Antibiotics prescription to decrease progression-free survival (PFS) and overall survival (OS) in patients with advanced cancers treated with PD1/PDL1 immune checkpoint inhibitors.

Abstract

3015 Background: Use of antibiotics (ATB) alters the gut microbiota composition and decreases bacterial diversity. Pre-clinical evidences demonstrated the impact of the microbiota in the efficacy of immune checkpoint blockades (ICB) in cancer. Interaction between ATB and ICB has not been extensively investigated in cancer patients (pts). Our study evaluated the effect of ATB in cancer pts treated with PD-1/PD-L1 inhibitors. Methods: We conducted a retrospective analysis of pts treated with PD-1/PD-L1 inhibitors for advanced Renal Cell Carcinoma (RCC), Urothelial Cancer (UC) and Non-Small Cell Lung Cancer (NSCLC) and data on ATB use were collected. ATB(+)/(-) groups were defined as pts treated or not with ATB before (2 months period) or within the first month of ICB. PFS and OS were compared between both groups among all pts and then according to tumor site. Statistical analyses were performed using the Kaplan-Meier method.
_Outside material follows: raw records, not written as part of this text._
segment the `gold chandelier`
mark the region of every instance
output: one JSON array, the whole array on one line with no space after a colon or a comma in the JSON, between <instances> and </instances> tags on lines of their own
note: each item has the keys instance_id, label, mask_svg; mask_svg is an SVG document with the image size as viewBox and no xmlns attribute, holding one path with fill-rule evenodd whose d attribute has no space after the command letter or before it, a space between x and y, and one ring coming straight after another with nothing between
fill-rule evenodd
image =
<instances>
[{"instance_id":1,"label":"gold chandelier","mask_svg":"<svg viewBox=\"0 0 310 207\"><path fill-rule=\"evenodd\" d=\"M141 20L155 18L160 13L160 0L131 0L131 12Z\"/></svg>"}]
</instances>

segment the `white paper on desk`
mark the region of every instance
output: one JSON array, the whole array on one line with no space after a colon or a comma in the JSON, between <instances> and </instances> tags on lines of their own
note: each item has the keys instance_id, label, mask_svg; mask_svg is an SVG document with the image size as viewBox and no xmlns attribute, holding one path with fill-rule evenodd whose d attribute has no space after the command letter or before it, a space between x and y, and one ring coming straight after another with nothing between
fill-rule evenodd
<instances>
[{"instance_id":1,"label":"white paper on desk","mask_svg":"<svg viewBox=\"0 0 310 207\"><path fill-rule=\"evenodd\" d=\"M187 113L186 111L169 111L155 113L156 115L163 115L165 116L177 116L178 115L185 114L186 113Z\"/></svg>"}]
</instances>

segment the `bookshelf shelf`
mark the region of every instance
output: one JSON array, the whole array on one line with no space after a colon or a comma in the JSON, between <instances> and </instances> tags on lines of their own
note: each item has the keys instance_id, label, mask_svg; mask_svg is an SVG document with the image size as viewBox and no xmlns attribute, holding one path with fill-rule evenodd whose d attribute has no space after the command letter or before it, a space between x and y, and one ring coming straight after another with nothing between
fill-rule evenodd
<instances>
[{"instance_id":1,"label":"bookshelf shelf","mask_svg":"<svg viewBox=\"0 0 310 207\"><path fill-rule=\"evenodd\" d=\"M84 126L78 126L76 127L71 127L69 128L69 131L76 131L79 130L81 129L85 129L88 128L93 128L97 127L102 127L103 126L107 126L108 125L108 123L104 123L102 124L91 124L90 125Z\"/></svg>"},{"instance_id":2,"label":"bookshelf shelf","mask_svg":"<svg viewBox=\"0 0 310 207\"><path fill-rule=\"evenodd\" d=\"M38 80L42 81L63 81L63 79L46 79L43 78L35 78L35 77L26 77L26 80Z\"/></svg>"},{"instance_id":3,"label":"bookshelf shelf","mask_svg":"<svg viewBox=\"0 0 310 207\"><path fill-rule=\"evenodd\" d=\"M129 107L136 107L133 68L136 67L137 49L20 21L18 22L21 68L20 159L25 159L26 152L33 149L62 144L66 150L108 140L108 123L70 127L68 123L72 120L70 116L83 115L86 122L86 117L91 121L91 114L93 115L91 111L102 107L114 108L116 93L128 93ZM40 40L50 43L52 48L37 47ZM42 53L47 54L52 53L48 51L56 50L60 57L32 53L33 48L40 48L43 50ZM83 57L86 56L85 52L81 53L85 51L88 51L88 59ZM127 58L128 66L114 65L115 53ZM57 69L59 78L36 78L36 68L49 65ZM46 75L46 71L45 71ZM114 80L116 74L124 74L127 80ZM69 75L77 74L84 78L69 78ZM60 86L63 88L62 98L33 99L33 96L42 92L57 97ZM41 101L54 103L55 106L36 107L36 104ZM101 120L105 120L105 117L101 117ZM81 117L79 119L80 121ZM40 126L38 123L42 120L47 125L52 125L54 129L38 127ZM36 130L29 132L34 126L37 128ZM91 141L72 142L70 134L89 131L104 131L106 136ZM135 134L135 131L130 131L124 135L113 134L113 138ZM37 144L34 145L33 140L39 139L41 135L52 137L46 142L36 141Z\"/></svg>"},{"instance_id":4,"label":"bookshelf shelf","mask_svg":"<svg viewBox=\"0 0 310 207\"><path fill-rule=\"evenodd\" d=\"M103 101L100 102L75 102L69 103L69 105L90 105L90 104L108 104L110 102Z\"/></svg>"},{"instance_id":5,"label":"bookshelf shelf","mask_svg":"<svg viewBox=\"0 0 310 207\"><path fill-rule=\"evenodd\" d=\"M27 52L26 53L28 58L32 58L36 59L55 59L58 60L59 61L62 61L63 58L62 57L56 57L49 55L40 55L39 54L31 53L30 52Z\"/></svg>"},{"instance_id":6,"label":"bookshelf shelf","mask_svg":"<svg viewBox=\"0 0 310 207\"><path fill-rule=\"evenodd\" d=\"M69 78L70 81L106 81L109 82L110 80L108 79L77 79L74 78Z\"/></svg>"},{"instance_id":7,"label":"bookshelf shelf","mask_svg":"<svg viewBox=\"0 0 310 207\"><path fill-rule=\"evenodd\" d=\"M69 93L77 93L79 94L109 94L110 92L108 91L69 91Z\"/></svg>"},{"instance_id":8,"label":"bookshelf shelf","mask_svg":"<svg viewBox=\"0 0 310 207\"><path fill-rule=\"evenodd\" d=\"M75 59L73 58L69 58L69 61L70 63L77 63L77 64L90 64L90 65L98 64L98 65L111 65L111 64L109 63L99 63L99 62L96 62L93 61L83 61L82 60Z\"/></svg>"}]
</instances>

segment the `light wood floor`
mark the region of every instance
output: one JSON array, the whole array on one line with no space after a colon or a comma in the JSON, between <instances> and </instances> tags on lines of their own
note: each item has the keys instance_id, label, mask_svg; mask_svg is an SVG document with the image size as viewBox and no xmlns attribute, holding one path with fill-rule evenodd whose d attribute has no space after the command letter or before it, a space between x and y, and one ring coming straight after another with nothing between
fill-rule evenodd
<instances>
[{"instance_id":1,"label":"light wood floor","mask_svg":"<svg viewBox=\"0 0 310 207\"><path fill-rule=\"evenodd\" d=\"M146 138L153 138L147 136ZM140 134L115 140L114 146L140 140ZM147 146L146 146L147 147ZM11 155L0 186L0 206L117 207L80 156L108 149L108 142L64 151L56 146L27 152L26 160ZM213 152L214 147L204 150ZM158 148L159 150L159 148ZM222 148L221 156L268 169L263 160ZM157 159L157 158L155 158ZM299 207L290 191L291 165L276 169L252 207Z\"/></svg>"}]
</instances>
Cox regression analyses were performed separately for each cancer type adjusting for its specific risk factors. Results: Among 175 pts included, 51 (29%) received ATB (mostly beta-lactamases and fluoroquinolones). ATB(+) group had shorter PFS and OS when compared to ATB(-) group: 3.4 vs. 5.2 months, p < 0.013, and 12.2 vs. 20.8 months, p < 0.001, respectively. According to tumor type, ATB(+) group translated into decrease OS (7.0 vs. 13.8 months, p < 0.038) in NSCLC. In RCC and UC pts, ATB (+) group had shorter PFS when compared to ATB(-) group (4.3 vs. 7.4 months, p < 0.013 and 1.8 vs. 4.3 months, p = 0.048, respectively). The negative impact of ATB was maintained after multivariate analyses adjusting for risk factors in each tumor type. Conclusions: ATB prescription preceding or concomitant to the first injection of PD-1/PD-L1 inhibitors impaired the outcome in patients with advanced cancers. This reduction in efficacy seems to be independent of classical prognostic factors in RCC, UC and NSCLC. These data should be validated in larger cohort. In addition, the role of gut composition to explain this interaction is ongoing, as well as novel diagnosis tools based on microbiota to predict response/resistance to ICB.